Can anyone guess the weight of this fish? It was 37 inches long, I didn't have a scale.


----------



## swhiting (Oct 4, 2007)

We weighed a 36" snapper that was shy of 20 lb. Yours looks a little fatter than the one we weighed and is an inch longer, so I'm going to go with 23 - 25. Heck, in a week he may be pushing 30!

Nice fish, by the way!


----------



## FelixH (Sep 28, 2007)

Really hard to say just by length. But I would have to guess somewhere between 20 and 25.


----------



## lobsterman (Sep 30, 2007)

http://www.rodnreel.com/fishcharts/FishChartDisplay.asp


----------



## lastcast (Oct 12, 2007)

http://www.rodnreel.com/fishcharts/FishChartDisplay.asp?FishID=66


----------



## swhiting (Oct 4, 2007)

I'd like to use that chart for all my fish!

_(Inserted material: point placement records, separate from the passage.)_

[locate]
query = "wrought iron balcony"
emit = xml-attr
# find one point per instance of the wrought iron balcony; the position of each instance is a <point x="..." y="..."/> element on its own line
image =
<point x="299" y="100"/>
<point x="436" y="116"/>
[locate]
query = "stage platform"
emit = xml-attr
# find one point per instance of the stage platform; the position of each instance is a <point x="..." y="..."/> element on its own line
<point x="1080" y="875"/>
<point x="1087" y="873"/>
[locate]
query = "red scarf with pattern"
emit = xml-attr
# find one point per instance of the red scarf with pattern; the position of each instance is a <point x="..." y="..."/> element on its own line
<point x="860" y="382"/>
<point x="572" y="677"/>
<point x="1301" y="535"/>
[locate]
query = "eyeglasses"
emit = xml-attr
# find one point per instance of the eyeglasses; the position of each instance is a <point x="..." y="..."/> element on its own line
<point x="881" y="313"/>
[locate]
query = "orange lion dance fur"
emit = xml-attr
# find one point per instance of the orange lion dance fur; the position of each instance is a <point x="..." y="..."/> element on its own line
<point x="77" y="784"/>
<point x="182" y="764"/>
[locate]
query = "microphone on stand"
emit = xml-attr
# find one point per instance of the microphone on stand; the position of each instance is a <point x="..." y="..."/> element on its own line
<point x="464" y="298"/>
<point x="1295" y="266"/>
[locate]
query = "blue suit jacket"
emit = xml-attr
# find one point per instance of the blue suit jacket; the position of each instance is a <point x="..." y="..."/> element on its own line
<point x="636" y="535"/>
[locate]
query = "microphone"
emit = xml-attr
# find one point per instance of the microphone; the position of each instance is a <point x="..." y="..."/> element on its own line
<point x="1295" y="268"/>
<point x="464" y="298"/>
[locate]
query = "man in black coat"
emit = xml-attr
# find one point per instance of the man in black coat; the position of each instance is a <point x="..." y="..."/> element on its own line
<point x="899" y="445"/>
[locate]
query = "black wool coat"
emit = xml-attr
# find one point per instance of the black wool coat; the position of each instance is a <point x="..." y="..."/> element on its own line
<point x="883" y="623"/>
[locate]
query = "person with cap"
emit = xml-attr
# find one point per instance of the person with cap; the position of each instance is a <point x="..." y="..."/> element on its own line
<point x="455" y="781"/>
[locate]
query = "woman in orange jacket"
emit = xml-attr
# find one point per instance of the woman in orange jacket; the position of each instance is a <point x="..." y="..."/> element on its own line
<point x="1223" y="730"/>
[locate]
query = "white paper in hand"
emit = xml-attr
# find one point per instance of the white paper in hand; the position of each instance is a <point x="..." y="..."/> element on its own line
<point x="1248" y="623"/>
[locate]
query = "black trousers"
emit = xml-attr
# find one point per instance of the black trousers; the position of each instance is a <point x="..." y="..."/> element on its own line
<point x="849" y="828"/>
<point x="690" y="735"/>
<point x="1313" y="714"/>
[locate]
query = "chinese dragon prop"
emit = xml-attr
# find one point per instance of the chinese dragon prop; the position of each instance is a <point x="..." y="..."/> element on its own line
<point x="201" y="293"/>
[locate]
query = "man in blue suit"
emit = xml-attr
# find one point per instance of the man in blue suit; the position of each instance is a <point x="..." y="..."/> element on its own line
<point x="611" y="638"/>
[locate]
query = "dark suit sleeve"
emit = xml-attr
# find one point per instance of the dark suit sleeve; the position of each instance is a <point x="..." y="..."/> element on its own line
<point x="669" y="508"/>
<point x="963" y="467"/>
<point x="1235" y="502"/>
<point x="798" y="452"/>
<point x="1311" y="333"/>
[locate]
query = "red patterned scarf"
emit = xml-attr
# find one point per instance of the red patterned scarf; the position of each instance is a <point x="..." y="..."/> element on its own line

I knew that stinking scale lied....


----------



## Chris V (Oct 18, 2007)

I'd say 23-25lbs as well


----------



## lastcast (Oct 12, 2007)

I'm betting 37" was TL and the chart is for FL, so the chart is not really that far off. Of coarse every fish grows diff, the chart just puts you in the ballpark. My .02. Nice fish! Congrats!


----------



## lobsterman (Sep 30, 2007)

I never said it would be exact, just an estimate at best. I have a different chart but you have to know the girth also.


----------



## swhiting (Oct 4, 2007)

lastcast said:


> I'm betting 37" was TL and the chart is for FL, so the chart is not really that far off. Of coarse every fish grows diff, the chart just puts you in the ballpark. My .02. Nice fish! Congrats!


Good point. When fish like red snapper and redfish get to a certain length, it seems like for every inch of length they grow they grow more than that in girth.

We've doubled up on some of those fish before and one may only be a few inches shorter than another, but the longer fish was way thicker (especially the heads on those bull reds!).


----------



## csimon32 (Mar 28, 2009)

37 was TL, thanks fellas!


----------



## jojol513 (Mar 30, 2010)

Did he put up much of a fight when you shot him?


----------



## bwendel07 (Sep 30, 2007)

from a fishermans perspective if you dont have a scale it can weigh as much as you want it to.


----------



## csimon32 (Mar 28, 2009)

37" was TL


----------



## csimon32 (Mar 28, 2009)

jojol513 said:


> Did he put up much of a fight when you shot him?


 
More than any other snapper I have ever shot. I got kinda a bad shot on him too, right behind the head. But definately impressive strength for a snapper.


----------